Immune response in severe infection Towards personalized therapeutic targets and prognostic indicators

The aim of this thesis was to enhance our understanding of patient classification and personalized treatment strategies in patients suffering from severe infections. We summarized all clinical studies available on immunotherapy in sepsis in an extensive scoping review, highlighting personalized approaches. Furthermore, we introduce the ImmunoSep trial aimed at providing immunotherapy based on individual immunological profiles.
In the context of COVID-19, the thesis includes a nationwide retrospective analysis of hospitalized patients, identifying changes in epidemiology and treatment outcomes over four pandemic waves. Additionally, an analysis of immunosuppressive therapies in critically ill COVID-19 patients highlighted significant biomarker changes, suggesting potential for improved patient stratification. The exploration of treatment heterogeneity found consistent benefits of the C5a inhibitor vilobelimab across COVID-19 patient clusters, particularly in the most severe cases.
Furthermore, we analyzed clinical phenotypes and host responses in ICU patients, which underscored the association between severe phenotypes and increased mortality. Lastly, elevated IL-6 and IL-10 levels at hospital discharge in COVID-19 patients were found to predict adverse outcome.
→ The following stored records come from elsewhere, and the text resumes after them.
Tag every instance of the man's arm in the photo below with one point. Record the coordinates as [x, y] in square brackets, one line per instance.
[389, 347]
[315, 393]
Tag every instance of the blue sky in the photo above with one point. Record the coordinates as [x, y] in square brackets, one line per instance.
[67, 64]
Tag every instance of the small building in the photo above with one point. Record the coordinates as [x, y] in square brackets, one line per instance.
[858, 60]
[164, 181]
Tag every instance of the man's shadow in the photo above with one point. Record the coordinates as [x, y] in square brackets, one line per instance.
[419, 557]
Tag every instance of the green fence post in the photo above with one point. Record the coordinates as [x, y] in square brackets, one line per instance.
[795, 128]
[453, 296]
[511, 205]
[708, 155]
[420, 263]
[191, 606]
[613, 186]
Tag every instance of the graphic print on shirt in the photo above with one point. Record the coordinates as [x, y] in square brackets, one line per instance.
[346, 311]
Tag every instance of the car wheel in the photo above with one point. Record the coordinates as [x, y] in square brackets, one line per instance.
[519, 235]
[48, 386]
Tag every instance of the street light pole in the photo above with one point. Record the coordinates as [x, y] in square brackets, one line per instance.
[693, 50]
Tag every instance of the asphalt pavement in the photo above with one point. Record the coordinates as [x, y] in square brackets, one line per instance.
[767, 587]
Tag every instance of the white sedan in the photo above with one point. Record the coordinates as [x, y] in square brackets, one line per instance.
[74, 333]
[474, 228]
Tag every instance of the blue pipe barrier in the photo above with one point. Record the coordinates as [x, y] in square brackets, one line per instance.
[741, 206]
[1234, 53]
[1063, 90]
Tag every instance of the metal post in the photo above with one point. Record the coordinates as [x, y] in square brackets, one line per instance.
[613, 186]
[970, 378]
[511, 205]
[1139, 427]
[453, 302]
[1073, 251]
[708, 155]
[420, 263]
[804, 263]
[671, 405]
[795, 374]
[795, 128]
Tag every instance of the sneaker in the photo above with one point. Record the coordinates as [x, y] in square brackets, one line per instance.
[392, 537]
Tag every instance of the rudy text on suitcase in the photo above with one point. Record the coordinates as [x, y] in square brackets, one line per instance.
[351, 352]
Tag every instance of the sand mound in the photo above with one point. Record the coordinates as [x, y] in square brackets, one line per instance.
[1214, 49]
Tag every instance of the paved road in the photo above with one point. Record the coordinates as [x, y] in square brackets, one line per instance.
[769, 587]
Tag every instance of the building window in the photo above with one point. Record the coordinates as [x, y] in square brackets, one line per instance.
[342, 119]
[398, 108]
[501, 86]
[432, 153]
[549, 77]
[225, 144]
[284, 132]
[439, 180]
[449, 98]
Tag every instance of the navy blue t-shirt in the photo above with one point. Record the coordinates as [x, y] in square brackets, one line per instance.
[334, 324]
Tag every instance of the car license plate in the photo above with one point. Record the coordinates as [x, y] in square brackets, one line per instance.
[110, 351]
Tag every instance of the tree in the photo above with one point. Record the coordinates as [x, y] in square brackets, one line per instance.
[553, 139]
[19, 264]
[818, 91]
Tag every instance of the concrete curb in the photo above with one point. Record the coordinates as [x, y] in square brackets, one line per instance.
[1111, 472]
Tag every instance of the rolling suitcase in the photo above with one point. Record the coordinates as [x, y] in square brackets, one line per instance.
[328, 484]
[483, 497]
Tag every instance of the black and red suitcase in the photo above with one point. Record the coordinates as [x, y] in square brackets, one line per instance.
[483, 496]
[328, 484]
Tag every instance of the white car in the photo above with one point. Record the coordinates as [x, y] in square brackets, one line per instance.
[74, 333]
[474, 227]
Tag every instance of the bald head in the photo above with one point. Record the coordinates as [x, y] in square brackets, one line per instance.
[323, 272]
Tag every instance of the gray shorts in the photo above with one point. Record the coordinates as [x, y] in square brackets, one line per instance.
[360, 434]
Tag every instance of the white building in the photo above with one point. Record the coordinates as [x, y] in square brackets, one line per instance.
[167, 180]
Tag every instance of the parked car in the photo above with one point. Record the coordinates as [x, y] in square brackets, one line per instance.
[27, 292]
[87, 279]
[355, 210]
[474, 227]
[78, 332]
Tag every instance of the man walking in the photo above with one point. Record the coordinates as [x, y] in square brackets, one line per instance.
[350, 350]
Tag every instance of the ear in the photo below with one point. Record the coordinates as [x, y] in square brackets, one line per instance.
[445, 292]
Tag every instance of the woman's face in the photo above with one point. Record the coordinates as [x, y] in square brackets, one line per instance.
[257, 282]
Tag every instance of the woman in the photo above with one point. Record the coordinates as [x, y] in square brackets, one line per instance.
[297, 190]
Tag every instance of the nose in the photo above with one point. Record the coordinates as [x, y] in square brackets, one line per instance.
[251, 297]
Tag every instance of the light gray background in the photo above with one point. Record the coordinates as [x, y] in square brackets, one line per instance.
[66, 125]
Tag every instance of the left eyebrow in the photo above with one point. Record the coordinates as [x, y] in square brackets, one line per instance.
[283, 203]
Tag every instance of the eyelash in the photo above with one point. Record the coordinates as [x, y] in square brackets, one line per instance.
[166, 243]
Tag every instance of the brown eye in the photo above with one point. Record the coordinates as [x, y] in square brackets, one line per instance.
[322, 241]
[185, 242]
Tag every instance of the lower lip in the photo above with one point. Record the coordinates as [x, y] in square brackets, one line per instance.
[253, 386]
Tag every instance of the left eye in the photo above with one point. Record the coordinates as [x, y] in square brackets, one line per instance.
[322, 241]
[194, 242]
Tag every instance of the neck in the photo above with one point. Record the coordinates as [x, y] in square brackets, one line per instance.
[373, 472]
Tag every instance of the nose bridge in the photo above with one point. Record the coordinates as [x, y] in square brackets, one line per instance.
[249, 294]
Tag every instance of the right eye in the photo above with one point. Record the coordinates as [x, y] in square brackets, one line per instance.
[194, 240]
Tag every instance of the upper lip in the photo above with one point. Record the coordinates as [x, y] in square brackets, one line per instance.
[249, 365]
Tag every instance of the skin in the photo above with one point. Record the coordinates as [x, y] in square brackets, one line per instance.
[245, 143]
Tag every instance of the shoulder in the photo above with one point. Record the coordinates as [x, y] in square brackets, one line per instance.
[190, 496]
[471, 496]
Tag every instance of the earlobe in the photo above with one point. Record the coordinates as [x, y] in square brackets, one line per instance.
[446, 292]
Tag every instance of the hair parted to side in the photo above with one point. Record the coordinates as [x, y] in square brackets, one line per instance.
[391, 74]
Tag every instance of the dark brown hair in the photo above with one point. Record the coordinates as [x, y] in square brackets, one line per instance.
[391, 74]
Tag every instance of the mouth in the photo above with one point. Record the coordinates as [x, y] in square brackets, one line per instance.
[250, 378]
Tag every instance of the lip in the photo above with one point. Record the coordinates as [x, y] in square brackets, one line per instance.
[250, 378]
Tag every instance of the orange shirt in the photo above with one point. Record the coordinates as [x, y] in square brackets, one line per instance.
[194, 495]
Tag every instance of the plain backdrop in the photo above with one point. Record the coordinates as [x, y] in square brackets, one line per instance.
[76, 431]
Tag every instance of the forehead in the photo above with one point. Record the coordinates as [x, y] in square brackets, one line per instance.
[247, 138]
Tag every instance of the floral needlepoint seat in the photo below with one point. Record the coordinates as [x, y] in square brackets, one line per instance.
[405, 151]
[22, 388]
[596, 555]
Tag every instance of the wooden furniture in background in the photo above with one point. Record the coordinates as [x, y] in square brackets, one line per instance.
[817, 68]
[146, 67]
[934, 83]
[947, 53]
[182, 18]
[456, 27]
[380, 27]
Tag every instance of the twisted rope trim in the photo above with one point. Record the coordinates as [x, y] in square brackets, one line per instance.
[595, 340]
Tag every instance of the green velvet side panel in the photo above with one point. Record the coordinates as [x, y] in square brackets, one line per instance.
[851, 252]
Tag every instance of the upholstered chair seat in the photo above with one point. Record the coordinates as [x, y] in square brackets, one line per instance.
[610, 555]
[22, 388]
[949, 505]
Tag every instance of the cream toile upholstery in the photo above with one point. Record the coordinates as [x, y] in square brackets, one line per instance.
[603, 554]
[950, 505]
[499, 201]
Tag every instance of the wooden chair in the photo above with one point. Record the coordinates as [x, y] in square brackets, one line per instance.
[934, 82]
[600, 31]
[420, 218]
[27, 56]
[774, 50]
Identifying patients with sepsis who are most at risk for adverse outcome and most responsive to treatment presents a complex challenge. The sepsis field has evolved considerably over the past decades in terms of insights into the pathogenesis of sepsis and novel trial design, and now focuses on prognostic and predictive enrichment strategies to improve patient outcomes. From the perspective of this author, the most promising way forward is using personalized approaches to determine therapeutic targets and prognostic indicators.